La partie véritablement circulaire n’a pas beaucoup plus de 1 kilomètre de diamètre : entre les deux hameaux des Baumes-Hautes (ou Vieilles) et des Baumes-Basses et les cotes 916 et 861 du causse de Sauveterre, elle est encadrée par deux contreforts de ce causse au nord et un évidement de la muraille du Méjean au sud ; sur la rive droite, elle forme le ravin des Baumes-Hautes, réel demi-cercle au fond duquel, de gradins en gradins, des rangées de pyramides ou d’obélisques naturels s’échelonnent jusqu’au sommet du plateau. Des champs cultivés occupent ce qui pourrait être la plane arène de ce Colisée à la dixième puissance. Quand on se tient au centre de cette arène, à quelques centaines de pas de la rive droite du Tarn, les contreforts du côté nord paraissent enfoncer leurs pointes dans la paroi du côté sud, et l’on se trouve absolument enfermé au fond d’un cylindre. Ici encore il importe d’atterrir quelques instants pour bien apprécier toute l’étrangeté de la scène. Il ne faut que trois heures pour aller admirer le plus beau panorama du cañon entier au point 861, montant par le sentier du fond des Baumes-Hautes et redescendant au Tarn par le ravin voisin, celui des Baumes-Basses. Mais le détail de cette promenade appartient au chapitre suivant. (V. p. 72.)

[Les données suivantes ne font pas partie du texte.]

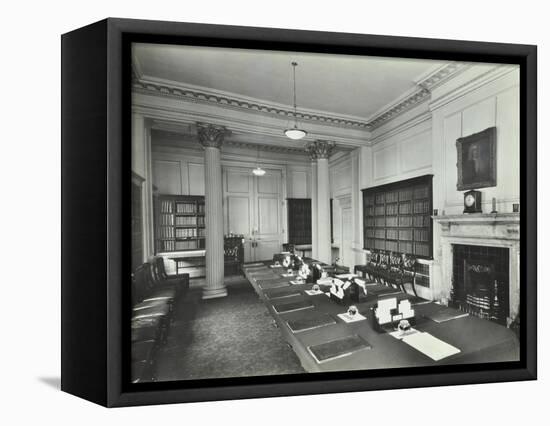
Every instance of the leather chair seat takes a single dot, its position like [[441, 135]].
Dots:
[[151, 304], [155, 311], [143, 351], [166, 293], [141, 334], [141, 371]]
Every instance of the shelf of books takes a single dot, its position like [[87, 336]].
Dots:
[[397, 217], [180, 223]]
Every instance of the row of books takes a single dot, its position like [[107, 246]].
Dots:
[[190, 232], [166, 219], [420, 207], [399, 234], [186, 207], [419, 249], [165, 232], [172, 245], [166, 206], [187, 220], [395, 196]]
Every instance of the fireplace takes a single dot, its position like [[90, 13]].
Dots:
[[481, 282]]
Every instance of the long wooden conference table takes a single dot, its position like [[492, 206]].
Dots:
[[312, 327]]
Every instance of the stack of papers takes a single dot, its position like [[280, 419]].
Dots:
[[345, 276], [351, 318], [405, 309], [313, 292], [431, 346], [401, 334]]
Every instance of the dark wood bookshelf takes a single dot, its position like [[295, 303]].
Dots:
[[179, 223], [397, 217], [299, 220]]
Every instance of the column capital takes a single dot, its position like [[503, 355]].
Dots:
[[319, 149], [211, 135]]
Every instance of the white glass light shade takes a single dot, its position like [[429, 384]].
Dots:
[[295, 133], [258, 171]]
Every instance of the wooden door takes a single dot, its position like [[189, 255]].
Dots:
[[252, 207], [268, 228], [347, 238]]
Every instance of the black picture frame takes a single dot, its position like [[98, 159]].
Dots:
[[481, 171], [96, 230]]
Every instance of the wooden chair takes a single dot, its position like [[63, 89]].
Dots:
[[233, 250]]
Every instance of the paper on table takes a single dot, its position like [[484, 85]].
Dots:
[[345, 276], [431, 346], [402, 334], [386, 305], [351, 318]]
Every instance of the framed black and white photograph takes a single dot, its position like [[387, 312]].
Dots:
[[284, 211], [477, 160]]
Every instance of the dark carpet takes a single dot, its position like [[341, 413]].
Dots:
[[232, 336]]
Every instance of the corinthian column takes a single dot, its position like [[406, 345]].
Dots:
[[320, 150], [314, 231], [211, 138]]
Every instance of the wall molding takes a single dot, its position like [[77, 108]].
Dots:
[[196, 94]]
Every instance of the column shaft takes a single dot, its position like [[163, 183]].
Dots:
[[215, 286], [324, 249], [314, 229]]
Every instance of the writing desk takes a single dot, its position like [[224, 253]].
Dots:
[[478, 340]]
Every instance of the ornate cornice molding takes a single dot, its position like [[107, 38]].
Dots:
[[192, 95], [406, 104], [211, 135], [422, 93], [320, 149], [187, 140]]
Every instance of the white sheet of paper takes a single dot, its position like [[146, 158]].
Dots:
[[400, 334], [345, 276], [386, 305], [431, 346], [404, 306], [349, 318]]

On sait que le mot baume veut dire grotte en patois ; il ne s’agit pas toutefois, pour les deux hameaux perdus en cet angle de la gorge, de véritables cavernes, comme à Pougnadoires. Ce sont des couloirs sous roche plus ou moins profonds, ou bien de hautes et étroites fentes qui crevassent verticalement la dolomie. Sous les surplombs et dans les fissures s’encastraient les quelques chaumières des Baumes-Hautes.

L’inondation de 1875 bloqua les habitants, envahit leurs demeures et les mit en danger de mort. Depuis, ils ont abandonné ces maisons construites sans toits, et aujourd’hui le hameau tombe en ruine.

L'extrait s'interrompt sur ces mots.